Dirty Linen (2018)
Dirty Linen
Christopher Moller Gallery, Cape Town, SA
16 February – 23 March 2018
Andrew Salgado returns to Cape Town with a show that debuted at the Cape Town Art Fair and relocated to Christopher Moller Gallery. Salgado’s newest output, Dirty Linen / The Nihilist’s Alphabet, presents two separate related bodies. Dirty Linen consists of 10 paintings that are – for the first time – all executed on linen support. But the title also suggests the act of ‘airing one’s dirty laundry’ – a colloquialism for an over-sharing of secrets, but as Salgado assures us, with his maturation as a man and an artist, he is becoming less of an autobiographer, keen to remove his own intention from the work; a way for Salgado to ‘share less’, in order to allow the viewer to come to their own conclusions.

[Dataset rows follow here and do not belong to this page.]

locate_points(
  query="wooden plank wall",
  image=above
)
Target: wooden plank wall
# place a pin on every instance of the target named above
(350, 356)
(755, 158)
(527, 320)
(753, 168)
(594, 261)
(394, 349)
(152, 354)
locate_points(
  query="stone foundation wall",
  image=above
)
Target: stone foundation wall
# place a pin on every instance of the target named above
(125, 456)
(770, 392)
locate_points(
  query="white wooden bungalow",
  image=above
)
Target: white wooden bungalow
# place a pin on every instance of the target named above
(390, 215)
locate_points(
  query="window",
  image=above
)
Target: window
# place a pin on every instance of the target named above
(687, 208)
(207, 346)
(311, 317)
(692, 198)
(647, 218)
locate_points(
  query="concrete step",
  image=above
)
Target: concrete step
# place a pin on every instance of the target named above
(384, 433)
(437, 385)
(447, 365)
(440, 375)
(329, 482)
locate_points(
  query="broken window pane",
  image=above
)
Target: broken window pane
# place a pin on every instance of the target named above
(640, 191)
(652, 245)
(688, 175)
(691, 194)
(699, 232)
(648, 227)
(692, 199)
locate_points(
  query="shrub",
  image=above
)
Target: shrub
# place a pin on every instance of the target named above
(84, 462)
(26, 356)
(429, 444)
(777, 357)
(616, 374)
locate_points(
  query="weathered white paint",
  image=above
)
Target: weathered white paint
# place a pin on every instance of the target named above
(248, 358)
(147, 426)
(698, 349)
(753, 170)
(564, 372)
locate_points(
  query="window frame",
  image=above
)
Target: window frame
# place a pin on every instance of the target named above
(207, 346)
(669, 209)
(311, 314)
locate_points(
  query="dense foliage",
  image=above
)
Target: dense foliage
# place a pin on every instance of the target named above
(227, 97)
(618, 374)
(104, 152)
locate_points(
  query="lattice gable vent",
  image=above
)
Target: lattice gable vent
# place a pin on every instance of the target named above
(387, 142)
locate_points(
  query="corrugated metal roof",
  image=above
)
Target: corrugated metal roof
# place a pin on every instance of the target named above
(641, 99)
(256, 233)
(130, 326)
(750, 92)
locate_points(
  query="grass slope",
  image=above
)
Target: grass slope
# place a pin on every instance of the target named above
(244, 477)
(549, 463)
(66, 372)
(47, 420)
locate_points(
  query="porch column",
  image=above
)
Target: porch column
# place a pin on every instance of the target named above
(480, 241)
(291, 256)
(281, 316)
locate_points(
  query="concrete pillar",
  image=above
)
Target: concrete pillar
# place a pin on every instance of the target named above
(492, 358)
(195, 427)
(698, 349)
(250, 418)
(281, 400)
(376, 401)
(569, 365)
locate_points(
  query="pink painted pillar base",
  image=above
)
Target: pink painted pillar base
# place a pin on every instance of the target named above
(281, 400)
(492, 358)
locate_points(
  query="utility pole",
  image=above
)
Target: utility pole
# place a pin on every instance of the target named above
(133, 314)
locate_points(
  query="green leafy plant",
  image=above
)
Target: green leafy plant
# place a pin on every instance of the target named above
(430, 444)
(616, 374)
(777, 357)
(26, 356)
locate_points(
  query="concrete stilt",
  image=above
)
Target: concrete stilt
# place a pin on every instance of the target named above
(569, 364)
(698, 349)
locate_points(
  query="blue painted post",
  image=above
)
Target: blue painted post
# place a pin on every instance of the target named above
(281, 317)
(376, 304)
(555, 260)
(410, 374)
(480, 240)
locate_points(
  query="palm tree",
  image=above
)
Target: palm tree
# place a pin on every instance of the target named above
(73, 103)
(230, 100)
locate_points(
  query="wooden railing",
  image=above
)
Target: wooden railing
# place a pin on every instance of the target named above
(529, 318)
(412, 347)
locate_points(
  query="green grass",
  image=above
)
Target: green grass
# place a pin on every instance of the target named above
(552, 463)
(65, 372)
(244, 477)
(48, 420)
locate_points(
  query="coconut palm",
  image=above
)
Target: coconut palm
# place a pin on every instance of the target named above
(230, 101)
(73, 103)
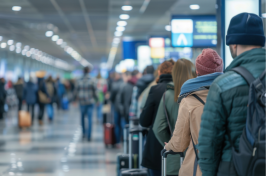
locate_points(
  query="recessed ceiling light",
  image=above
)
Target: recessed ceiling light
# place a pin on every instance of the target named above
(49, 33)
(3, 45)
(118, 33)
(121, 23)
(10, 42)
(124, 16)
(55, 38)
(16, 8)
(59, 41)
(12, 48)
(194, 7)
(126, 8)
(120, 28)
(168, 28)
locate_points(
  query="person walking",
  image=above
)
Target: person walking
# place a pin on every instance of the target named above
(183, 70)
(52, 92)
(2, 97)
(151, 155)
(30, 96)
(85, 91)
(101, 90)
(19, 88)
(43, 98)
(225, 112)
(192, 98)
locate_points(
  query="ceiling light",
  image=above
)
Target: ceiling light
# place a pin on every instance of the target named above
(16, 8)
(27, 47)
(121, 23)
(118, 33)
(28, 54)
(120, 28)
(55, 38)
(168, 28)
(124, 16)
(12, 48)
(3, 45)
(194, 6)
(126, 8)
(59, 41)
(24, 52)
(18, 45)
(18, 50)
(49, 33)
(10, 42)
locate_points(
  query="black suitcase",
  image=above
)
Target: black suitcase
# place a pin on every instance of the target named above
(135, 134)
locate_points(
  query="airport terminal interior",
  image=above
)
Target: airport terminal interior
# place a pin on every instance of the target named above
(60, 64)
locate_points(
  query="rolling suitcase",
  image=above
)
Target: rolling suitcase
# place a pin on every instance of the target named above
(123, 159)
(164, 154)
(139, 171)
(24, 119)
(109, 132)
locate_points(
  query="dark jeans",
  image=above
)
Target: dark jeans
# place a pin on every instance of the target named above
(86, 110)
(20, 100)
(30, 108)
(41, 110)
(155, 172)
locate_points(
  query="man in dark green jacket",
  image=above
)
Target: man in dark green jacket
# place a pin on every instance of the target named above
(225, 111)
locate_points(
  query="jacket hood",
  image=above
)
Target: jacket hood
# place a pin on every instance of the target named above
(145, 80)
(165, 78)
(133, 80)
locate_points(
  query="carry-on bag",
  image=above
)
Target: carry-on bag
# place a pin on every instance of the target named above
(24, 119)
(109, 131)
(123, 158)
(133, 160)
(164, 154)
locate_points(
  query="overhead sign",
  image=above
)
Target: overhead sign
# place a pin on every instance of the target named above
(194, 31)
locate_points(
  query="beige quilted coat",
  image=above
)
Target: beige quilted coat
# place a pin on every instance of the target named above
(188, 122)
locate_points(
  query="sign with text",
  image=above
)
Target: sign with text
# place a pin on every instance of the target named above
(194, 31)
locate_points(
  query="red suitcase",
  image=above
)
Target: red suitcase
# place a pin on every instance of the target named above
(109, 134)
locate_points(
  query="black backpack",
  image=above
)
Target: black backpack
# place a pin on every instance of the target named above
(250, 159)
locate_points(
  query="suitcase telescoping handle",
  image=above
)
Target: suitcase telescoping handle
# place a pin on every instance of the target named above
(126, 138)
(139, 130)
(164, 154)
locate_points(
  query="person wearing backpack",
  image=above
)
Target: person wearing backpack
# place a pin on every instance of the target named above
(168, 109)
(209, 66)
(225, 112)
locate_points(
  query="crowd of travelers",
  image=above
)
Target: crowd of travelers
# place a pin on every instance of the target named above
(40, 91)
(199, 109)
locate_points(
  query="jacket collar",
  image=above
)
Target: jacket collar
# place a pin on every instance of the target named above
(165, 78)
(247, 57)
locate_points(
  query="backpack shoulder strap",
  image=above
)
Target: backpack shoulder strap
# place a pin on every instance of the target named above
(198, 98)
(245, 74)
(166, 114)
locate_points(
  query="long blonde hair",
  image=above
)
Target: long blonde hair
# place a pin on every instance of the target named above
(183, 70)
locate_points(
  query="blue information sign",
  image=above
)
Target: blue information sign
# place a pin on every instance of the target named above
(194, 31)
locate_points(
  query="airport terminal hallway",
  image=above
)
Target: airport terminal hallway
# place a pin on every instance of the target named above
(54, 149)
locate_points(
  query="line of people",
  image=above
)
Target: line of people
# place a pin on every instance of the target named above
(44, 93)
(198, 109)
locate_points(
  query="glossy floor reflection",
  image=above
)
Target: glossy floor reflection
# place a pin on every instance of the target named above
(54, 149)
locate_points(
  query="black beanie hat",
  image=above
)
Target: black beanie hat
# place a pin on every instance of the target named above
(245, 29)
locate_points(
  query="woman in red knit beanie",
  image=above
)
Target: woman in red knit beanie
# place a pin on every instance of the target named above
(192, 98)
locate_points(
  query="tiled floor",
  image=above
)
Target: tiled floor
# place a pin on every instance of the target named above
(54, 149)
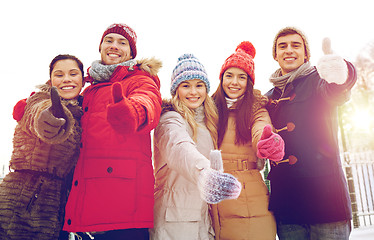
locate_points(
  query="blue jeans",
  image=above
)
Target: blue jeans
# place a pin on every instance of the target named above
(327, 231)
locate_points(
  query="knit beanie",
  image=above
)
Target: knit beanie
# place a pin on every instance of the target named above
(243, 59)
(188, 68)
(291, 30)
(125, 31)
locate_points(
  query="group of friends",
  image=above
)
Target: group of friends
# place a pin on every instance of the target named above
(83, 165)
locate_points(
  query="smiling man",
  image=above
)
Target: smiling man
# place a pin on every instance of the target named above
(309, 196)
(113, 181)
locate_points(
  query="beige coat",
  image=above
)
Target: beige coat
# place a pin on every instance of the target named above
(179, 212)
(246, 217)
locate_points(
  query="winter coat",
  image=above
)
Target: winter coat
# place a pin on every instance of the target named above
(34, 193)
(113, 180)
(309, 186)
(246, 217)
(180, 213)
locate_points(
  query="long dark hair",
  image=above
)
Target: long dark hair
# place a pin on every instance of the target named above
(243, 114)
(64, 57)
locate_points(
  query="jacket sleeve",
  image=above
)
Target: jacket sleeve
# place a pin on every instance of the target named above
(338, 94)
(177, 149)
(140, 108)
(34, 107)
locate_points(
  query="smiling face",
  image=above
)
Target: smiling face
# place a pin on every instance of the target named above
(67, 77)
(192, 93)
(115, 49)
(290, 52)
(234, 82)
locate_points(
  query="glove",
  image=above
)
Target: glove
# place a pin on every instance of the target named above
(271, 145)
(332, 67)
(51, 120)
(215, 186)
(117, 92)
(19, 108)
(216, 160)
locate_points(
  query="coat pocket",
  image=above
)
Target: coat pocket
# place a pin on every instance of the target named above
(182, 215)
(109, 192)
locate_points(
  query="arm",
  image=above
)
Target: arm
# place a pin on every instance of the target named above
(136, 107)
(46, 118)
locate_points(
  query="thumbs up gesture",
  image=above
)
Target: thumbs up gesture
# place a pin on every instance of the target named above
(51, 120)
(271, 145)
(332, 67)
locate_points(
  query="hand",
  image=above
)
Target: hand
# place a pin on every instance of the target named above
(117, 92)
(271, 145)
(216, 160)
(51, 120)
(215, 186)
(332, 67)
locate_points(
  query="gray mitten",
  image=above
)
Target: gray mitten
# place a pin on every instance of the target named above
(216, 160)
(216, 186)
(51, 120)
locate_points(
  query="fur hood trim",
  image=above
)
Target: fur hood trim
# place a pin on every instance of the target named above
(150, 65)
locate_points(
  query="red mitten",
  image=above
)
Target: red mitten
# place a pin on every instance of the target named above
(117, 92)
(271, 145)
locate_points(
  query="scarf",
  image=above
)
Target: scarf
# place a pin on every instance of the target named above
(230, 102)
(102, 73)
(280, 81)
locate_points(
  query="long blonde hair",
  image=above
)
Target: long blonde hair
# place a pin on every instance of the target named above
(210, 112)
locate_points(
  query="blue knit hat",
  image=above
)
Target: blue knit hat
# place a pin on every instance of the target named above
(188, 68)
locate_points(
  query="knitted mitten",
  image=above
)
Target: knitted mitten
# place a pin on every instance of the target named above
(332, 67)
(271, 145)
(215, 186)
(50, 121)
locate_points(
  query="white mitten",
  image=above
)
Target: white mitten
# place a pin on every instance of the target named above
(216, 160)
(332, 67)
(215, 186)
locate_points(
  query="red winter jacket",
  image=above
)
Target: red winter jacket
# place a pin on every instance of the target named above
(113, 180)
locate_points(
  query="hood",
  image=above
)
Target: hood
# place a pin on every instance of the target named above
(167, 106)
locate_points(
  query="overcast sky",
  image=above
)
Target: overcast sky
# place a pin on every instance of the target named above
(33, 32)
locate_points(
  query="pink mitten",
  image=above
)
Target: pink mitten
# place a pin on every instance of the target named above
(271, 145)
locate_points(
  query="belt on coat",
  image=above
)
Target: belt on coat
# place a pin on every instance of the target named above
(238, 165)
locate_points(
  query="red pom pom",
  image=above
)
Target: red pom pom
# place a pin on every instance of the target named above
(248, 48)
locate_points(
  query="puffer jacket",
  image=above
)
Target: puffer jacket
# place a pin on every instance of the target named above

Despite their sugary, saccharine veneer, the work seems to keep viewers at a distance, simultaneously inviting but also deflecting the viewer. Always one to play emotive tricks, Salgado seems aware of his ability to play with the viewer’s emotions.
In Talisman, the lead image from the exhibition, Salgado has found a sort-of visual metonym for his practice as a whole. He states: “to ‘go forward’, one must go back. I first painted Sandro like this in early 2016, with the plastic dollar store rose, and I love the image because it invites while it refuses: wholly Romantic but totally ironic – and I view my whole practice like that”. Salgado to the mood board with words like chocolate, dirt, Willy Wonka, and technicolor, and the resulting works function like a hallucinatory dream. The adjacent Nihilist’s Alphabet consists of 20 works on paper that seem to weave, wander, and interlace many of the concepts seen in the paintings with a cruder, more immediate approach. The viewer is compelled to find such connections as though drawing circles on a word-map. One sees how the subject in the two drawings, Castle and Young Price, recurs as the culminating painting in the beastly and triumphant Take This Pleasure, a piece that Salgado refers to as inhabiting an “overtly, self-conscious gleefulness… a beastliness.
“This desire to grow up, and out, of my own solipsistic realm has been nagging at me for some time. I wanted these to be more about my base materials, and specifically how my marks felt on the surface, and how they were presented in an environment. I didn’t want this work to be about me.”